The situation is breeding protest, even from part of
the ruling machine. A Bloomberg report said: The Greek Police union
called for arrest warrants to be issued for EU, ECB and IMF officials
negotiating austerity measures. In an open letter to the troika the
police union said: “[W]e warn you that you cannot make us fight against
our brothers. […W]e will issue arrest warrants for […] legal violations
[including] blackmail, covert abolition or erosion of democracy and
national sovereignty.” Mighty bank capital demolishes all barriers and
unites all including priest, police and people. Athens braced a 48-hour
strike fringed with violent protest, petrol bombs. It’s not only an
economic crisis. It’s also a social and political crisis, a crisis in
democracy a republic practiced with its dominating class mooring. The
dominating interest is now passing over its burden of failure on the
people.
In response to these human sufferings the dominating
interests now have two memorandum agreements made between the Greek
government and the troika, or imposed on the Greek people in a
finance-democratic way: The 51-page Greece — Memorandum of Understanding
on Specific Economic Policy Conditionality, Feb. 9, 2012, and the
31-page Greece — Memorandum of Economic and Financial Policies, Feb. 9,
2012. Still there will be fresh conditions from financers that Greek
people and their elected representatives have to meet before the
bail-out is endorsed. Juncker, the Luxembourg prime minister and head of
the euro group, did not find “all necessary elements on the table to
take decisions […] In short: no disbursement before implementation.” The
ECB, as Mario Draghi, the bank’s boss, feels, would not step in to ease
Greece’s burdens through a tricky debt swap with private creditors. The
Greek republic now has to negotiate a debt relief agreement with
private creditors worth 100 bn euro if it is to receive the EU-IMF aid
package. If not, Greece could default as early as next month, when 14.5
bn euro in Greek government bonds turn due. The financers are demanding
greater sacrifices from Greece, ultimately the people.
The Greek government has urged the ECB to forego
profits on its Greek bond holdings. The bank’s governing council
discussed the issue. But the ECB sustaining any loss has been ruled out.

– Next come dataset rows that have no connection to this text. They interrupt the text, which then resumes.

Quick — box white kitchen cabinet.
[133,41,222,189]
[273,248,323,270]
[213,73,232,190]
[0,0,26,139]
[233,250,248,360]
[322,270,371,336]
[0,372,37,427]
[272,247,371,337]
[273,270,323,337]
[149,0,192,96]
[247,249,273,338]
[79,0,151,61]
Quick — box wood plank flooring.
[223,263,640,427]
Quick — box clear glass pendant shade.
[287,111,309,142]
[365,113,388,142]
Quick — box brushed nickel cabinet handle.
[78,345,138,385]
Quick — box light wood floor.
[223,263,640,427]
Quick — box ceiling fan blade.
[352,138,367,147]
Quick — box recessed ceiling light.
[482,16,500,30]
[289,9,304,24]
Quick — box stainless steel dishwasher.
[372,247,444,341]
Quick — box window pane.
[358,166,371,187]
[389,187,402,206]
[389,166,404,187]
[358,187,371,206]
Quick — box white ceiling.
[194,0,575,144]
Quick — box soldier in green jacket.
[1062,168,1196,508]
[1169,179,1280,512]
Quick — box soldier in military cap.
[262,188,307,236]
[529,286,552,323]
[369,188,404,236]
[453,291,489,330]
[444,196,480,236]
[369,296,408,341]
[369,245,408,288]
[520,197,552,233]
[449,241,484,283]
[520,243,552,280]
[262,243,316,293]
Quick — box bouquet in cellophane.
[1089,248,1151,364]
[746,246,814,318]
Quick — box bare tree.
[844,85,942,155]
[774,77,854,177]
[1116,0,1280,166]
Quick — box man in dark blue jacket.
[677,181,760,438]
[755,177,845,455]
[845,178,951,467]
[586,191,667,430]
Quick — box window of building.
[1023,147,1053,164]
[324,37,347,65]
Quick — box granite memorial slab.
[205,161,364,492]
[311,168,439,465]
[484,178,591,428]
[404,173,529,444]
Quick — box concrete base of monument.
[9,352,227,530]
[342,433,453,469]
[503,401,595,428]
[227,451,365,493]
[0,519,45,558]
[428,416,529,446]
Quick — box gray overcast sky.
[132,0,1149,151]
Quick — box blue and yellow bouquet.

Profits on Greek bonds would have to pass on to governments when they
are realized. The financial bosses are concerned with the issues of
“tensions in euro area debt markets and their potential spillover to the
euro area real economy.” It is their problem.
In fifth straight year of recession in Greece, a
Reuters report said: Protesters compared Greece’s plight to its seven
years under military dictatorship. Then, the fact comes to light: money
is not less mighty than military, and domination is not only made with
weapons; there are mighty arms of money and market to dominate and stomp
down democracy, even money’s system of governance.